Expressando interações entre o homem e a natureza, é de suma importância envolver estudos das etnociências para auxiliar e resgatar o tempo perdido das pesquisas da geodiversidade, produzindo assim, alternativas para os paradigmas correntes, com efeitos benéficos para o conhecimento científico. A etnogeodiversidade é definida por Perazzo & Meneses (2013, p.28) como o estudo das interações entre o homem e a diversidade geológica no tempo e no espaço, incluindo usos, conhecimentos, crenças, sistema de manejo, sistema de classificação e linguagem das culturas tradicionais e modernas, ou seja, o conhecimento das conceituações desenvolvidas por qualquer sociedade a respeito do meio abiótico e seus processos da sua comunidade, município, estado ou país, buscando registrar os conhecimentos e as atitudes dos indivíduos sobre a geodiversidade.
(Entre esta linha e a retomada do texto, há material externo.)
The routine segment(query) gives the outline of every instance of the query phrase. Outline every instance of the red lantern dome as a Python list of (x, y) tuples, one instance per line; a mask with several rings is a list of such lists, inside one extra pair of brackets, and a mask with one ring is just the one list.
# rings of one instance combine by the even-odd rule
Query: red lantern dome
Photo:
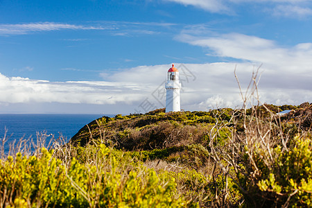
[(170, 68), (169, 70), (168, 70), (168, 72), (171, 71), (177, 71), (177, 69), (175, 67), (175, 64), (172, 64), (172, 67)]

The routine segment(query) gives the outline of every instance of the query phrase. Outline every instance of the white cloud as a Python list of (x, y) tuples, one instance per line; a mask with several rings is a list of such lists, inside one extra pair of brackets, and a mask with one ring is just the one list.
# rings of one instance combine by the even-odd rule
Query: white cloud
[[(237, 34), (234, 36), (236, 35)], [(229, 37), (227, 41), (231, 42)], [(234, 41), (239, 39), (237, 37), (233, 38)], [(250, 38), (252, 40), (256, 37)], [(270, 48), (272, 51), (276, 51), (275, 47), (277, 46), (274, 42), (266, 42), (265, 40), (256, 40), (254, 42), (263, 42), (265, 45), (263, 49), (266, 53), (270, 53)], [(228, 42), (227, 45), (229, 48), (233, 47)], [(243, 47), (241, 47), (243, 51)], [(248, 44), (245, 47), (249, 49)], [(296, 53), (302, 54), (311, 53), (312, 49), (309, 44), (300, 44), (294, 48), (297, 49)], [(222, 49), (220, 46), (220, 53), (223, 53)], [(246, 50), (246, 53), (248, 53), (252, 51)], [(243, 52), (240, 54), (239, 57), (243, 56)], [(271, 62), (274, 62), (274, 55), (270, 54)], [(281, 55), (288, 55), (287, 53)], [(307, 57), (308, 55), (306, 58)], [(279, 58), (283, 60), (290, 58), (286, 56)], [(259, 85), (260, 101), (262, 103), (299, 105), (305, 101), (311, 102), (312, 91), (310, 83), (312, 77), (310, 69), (306, 68), (304, 71), (300, 66), (296, 67), (296, 63), (304, 60), (304, 58), (302, 58), (302, 60), (297, 60), (291, 66), (288, 66), (294, 69), (287, 71), (286, 69), (287, 72), (285, 72), (284, 67), (293, 60), (280, 66), (263, 63), (260, 68), (263, 73)], [(305, 64), (311, 65), (309, 59), (305, 61)], [(268, 63), (270, 62), (268, 61)], [(146, 101), (154, 106), (148, 110), (164, 107), (164, 81), (170, 67), (171, 64), (168, 64), (120, 69), (110, 74), (102, 73), (105, 81), (98, 82), (50, 82), (21, 77), (9, 78), (0, 73), (0, 105), (3, 107), (8, 105), (6, 107), (8, 109), (10, 106), (20, 105), (19, 103), (34, 106), (39, 105), (34, 103), (47, 103), (47, 106), (51, 105), (49, 103), (60, 103), (67, 105), (67, 108), (69, 107), (68, 105), (73, 105), (76, 106), (76, 107), (77, 105), (80, 105), (87, 108), (90, 106), (93, 109), (98, 108), (95, 106), (103, 106), (103, 112), (105, 112), (104, 110), (114, 109), (114, 112), (116, 113), (128, 114), (140, 110), (144, 112), (141, 104)], [(257, 69), (259, 64), (237, 62), (181, 65), (176, 63), (175, 67), (180, 71), (183, 86), (181, 91), (182, 108), (193, 111), (223, 107), (241, 107), (242, 100), (234, 78), (234, 69), (237, 69), (236, 73), (242, 90), (245, 92), (252, 71)], [(60, 109), (59, 111), (62, 110)]]
[(21, 35), (31, 32), (60, 30), (103, 30), (103, 27), (73, 25), (55, 22), (0, 24), (0, 35)]
[(246, 3), (260, 6), (260, 11), (288, 17), (303, 17), (312, 15), (310, 0), (163, 0), (185, 6), (193, 6), (211, 12), (235, 14), (235, 6)]
[(0, 73), (0, 103), (131, 103), (140, 99), (136, 84), (116, 82), (49, 82)]
[(302, 43), (293, 47), (282, 47), (274, 41), (239, 33), (220, 35), (219, 37), (197, 37), (182, 33), (177, 40), (192, 45), (209, 49), (208, 55), (232, 58), (263, 64), (269, 71), (281, 73), (309, 72), (312, 64), (312, 44)]
[(164, 0), (182, 3), (185, 6), (193, 6), (212, 12), (229, 11), (228, 8), (221, 0)]
[(273, 14), (277, 16), (304, 17), (312, 15), (312, 9), (297, 5), (278, 5), (273, 9)]

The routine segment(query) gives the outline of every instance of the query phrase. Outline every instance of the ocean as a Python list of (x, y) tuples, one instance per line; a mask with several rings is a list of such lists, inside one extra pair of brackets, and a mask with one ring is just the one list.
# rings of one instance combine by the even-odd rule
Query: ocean
[[(6, 129), (6, 142), (4, 153), (8, 153), (10, 144), (21, 138), (31, 137), (37, 141), (37, 135), (53, 135), (55, 138), (60, 134), (69, 141), (85, 125), (107, 114), (0, 114), (0, 139), (4, 138)], [(49, 141), (46, 141), (48, 144)], [(0, 141), (0, 146), (2, 146)]]

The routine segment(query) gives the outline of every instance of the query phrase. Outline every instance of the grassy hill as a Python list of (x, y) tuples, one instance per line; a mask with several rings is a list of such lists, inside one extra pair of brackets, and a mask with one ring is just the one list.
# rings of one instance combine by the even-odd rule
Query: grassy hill
[(311, 123), (309, 103), (104, 116), (2, 156), (0, 205), (311, 207)]

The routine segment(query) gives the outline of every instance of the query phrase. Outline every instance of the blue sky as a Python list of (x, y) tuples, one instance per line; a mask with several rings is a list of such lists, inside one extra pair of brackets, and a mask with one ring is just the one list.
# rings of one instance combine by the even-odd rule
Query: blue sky
[(260, 66), (262, 103), (311, 102), (311, 20), (309, 0), (0, 0), (0, 113), (162, 107), (172, 63), (186, 110), (241, 106), (234, 69), (245, 90)]

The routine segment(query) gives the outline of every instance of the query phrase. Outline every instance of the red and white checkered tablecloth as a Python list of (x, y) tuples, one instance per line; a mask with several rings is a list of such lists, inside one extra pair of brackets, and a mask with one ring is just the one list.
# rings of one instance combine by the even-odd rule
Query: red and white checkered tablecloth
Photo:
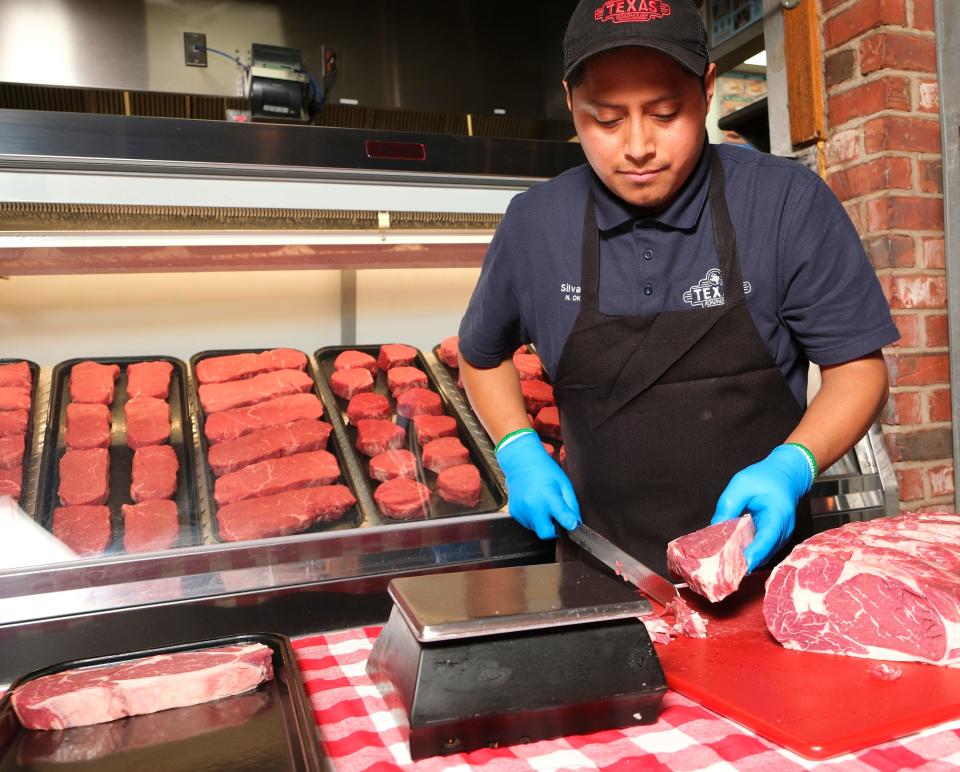
[(364, 673), (379, 627), (300, 638), (294, 650), (320, 730), (338, 770), (894, 770), (960, 769), (960, 721), (815, 762), (668, 691), (655, 724), (526, 745), (437, 756), (416, 763), (377, 687)]

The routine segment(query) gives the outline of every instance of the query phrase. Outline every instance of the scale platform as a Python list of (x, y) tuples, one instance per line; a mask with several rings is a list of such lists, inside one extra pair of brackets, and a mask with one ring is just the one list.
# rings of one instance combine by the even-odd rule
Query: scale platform
[(656, 721), (650, 603), (583, 563), (394, 579), (367, 675), (414, 759)]

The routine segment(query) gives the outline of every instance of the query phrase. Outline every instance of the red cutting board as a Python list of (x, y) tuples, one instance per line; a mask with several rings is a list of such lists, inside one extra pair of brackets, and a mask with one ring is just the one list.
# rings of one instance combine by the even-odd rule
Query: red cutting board
[(670, 688), (809, 759), (960, 718), (960, 668), (891, 662), (903, 675), (884, 681), (874, 660), (783, 648), (763, 621), (766, 578), (720, 603), (681, 591), (709, 621), (705, 639), (656, 646)]

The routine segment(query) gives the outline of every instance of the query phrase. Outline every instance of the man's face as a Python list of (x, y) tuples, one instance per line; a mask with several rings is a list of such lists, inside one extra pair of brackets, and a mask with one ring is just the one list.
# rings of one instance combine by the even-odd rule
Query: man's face
[(583, 152), (610, 190), (666, 208), (703, 149), (715, 74), (711, 64), (701, 84), (666, 54), (631, 47), (591, 58), (572, 92), (564, 83)]

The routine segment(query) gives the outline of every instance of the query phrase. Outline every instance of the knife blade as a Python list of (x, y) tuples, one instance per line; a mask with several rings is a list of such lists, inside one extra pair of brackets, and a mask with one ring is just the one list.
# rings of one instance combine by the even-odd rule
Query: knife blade
[(620, 549), (609, 539), (594, 531), (590, 526), (580, 523), (574, 530), (567, 531), (574, 544), (582, 547), (597, 560), (610, 568), (617, 576), (636, 585), (644, 595), (666, 606), (677, 597), (677, 588), (656, 571)]

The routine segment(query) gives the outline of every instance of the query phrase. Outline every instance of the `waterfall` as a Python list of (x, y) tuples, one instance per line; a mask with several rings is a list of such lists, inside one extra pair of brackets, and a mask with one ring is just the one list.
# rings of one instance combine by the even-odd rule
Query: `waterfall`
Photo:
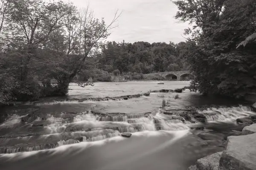
[(58, 142), (57, 145), (58, 146), (60, 146), (62, 145), (64, 145), (66, 144), (74, 144), (75, 143), (78, 143), (79, 142), (79, 142), (79, 141), (77, 140), (68, 139), (67, 141), (61, 140)]
[(21, 147), (16, 148), (0, 148), (0, 153), (13, 153), (20, 152), (30, 152), (34, 150), (52, 149), (56, 147), (56, 146), (55, 144), (44, 144), (31, 147)]

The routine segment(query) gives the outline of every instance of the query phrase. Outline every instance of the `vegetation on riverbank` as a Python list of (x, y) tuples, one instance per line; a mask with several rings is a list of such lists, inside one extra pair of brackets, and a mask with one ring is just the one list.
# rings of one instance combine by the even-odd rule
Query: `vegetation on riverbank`
[(119, 16), (107, 25), (89, 8), (61, 1), (0, 3), (0, 105), (66, 95)]
[(178, 8), (176, 18), (192, 26), (185, 29), (191, 37), (183, 53), (195, 76), (191, 87), (205, 94), (238, 98), (256, 94), (256, 1), (174, 3)]

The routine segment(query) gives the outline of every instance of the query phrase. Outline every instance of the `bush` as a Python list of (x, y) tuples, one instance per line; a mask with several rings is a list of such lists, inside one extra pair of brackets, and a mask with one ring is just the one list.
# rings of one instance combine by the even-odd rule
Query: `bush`
[(119, 70), (115, 70), (113, 71), (113, 74), (115, 76), (120, 75), (120, 71)]
[(163, 108), (166, 105), (166, 103), (165, 100), (164, 99), (163, 99), (162, 101), (162, 107)]

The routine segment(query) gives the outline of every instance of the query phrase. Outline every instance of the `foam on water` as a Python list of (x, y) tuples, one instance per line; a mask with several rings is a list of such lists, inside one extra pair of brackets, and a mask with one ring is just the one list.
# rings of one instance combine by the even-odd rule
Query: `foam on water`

A Área de Proteção Ambiental (APA) da Barra do Rio Mamanguape, Rio Tinto, Litoral Norte Paraibano, possui diversos recursos geológicos, como praias arenosas com cordões de dunas, falésias, esporões arenosos e recifes areníticos, que são extremamente ricos e de suma importância, necessitando serem preservados e conservados, uma vez que trata-se de recursos não renováveis.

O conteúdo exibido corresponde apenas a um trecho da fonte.